Perspectives on the creative act – What is your perception of art?
“… art is one of the means of intercourse between man and man”Leo Tolstoy – “What is Art?”
Leo Tolstoy’s statement in his essay “What is Art?” is the one interpretation closest to the real essence of the term as art can exist whenever a man transmits his feelings to another. This, regardless whether the end product is good or bad.
Spontaneous but subjective act which, through men, translates the essential intention of art into a realisation of the same was coined as ‘The Creative Act” by Marcel Duchamp. This becomes whole when the spectator completes the dialogue triangle with the artist and the work of art. It is at this level that the raw state of art is refined.

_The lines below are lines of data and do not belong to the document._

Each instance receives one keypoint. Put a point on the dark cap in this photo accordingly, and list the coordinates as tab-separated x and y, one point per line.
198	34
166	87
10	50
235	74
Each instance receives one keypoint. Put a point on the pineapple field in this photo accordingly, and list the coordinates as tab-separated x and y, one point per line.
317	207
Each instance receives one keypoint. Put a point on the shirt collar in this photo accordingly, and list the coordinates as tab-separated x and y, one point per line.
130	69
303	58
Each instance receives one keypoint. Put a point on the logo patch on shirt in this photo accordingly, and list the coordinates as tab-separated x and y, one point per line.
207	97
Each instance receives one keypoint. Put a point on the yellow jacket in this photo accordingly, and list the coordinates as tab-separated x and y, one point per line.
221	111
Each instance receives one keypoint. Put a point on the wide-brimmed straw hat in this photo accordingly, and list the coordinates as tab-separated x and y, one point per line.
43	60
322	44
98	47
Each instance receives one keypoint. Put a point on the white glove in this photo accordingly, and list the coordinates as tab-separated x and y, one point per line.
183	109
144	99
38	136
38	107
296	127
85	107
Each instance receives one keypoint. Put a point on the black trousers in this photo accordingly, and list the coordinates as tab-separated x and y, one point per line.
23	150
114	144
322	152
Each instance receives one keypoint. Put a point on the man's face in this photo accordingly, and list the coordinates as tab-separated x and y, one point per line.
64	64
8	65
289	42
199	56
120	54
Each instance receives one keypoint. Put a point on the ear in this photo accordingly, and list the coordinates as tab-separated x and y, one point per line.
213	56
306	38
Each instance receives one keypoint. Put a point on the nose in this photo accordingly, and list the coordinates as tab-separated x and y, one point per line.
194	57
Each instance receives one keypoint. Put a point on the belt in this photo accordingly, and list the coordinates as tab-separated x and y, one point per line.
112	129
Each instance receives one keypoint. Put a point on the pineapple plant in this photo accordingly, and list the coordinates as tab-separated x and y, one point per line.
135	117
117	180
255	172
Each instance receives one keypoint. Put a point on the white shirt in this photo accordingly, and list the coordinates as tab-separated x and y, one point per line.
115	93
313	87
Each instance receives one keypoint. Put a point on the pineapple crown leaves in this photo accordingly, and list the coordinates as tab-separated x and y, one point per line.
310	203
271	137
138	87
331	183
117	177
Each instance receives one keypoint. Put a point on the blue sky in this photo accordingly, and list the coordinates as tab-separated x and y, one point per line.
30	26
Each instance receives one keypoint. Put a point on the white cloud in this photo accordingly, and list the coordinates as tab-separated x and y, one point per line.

Art is the solitary act of creation, which doesn’t happen for pleasure’s sake but as a means to a universal conspiracy. In “What is the creative act?”, Gillez Deleuze goes deeper into associating the creative act to a counter reaction in front of a patronizing information system. He calls it “The act of resistance” and links it to Malraux concept of art as the only thing that resists death. Just like every human struggle to resist death, so does art.
The purest act of art is also described as a sort of metaphysical space, which can connect and/or concern different people from different cultures across oceans and geographical boundaries.
The communication of a feeling in a bid to unite other recipients as one block is indeed art, yet, being unsuccessful in transmitting that same feeling across is not crucial. Starting off with the opposite intention could just as well be an act of art. When feelings are translated into movements, colours, sounds, forms, lines or words, the activity gets contagious through the encounter experience of spectators, no matter if this reflects the original concept behind a piece or totally defies it.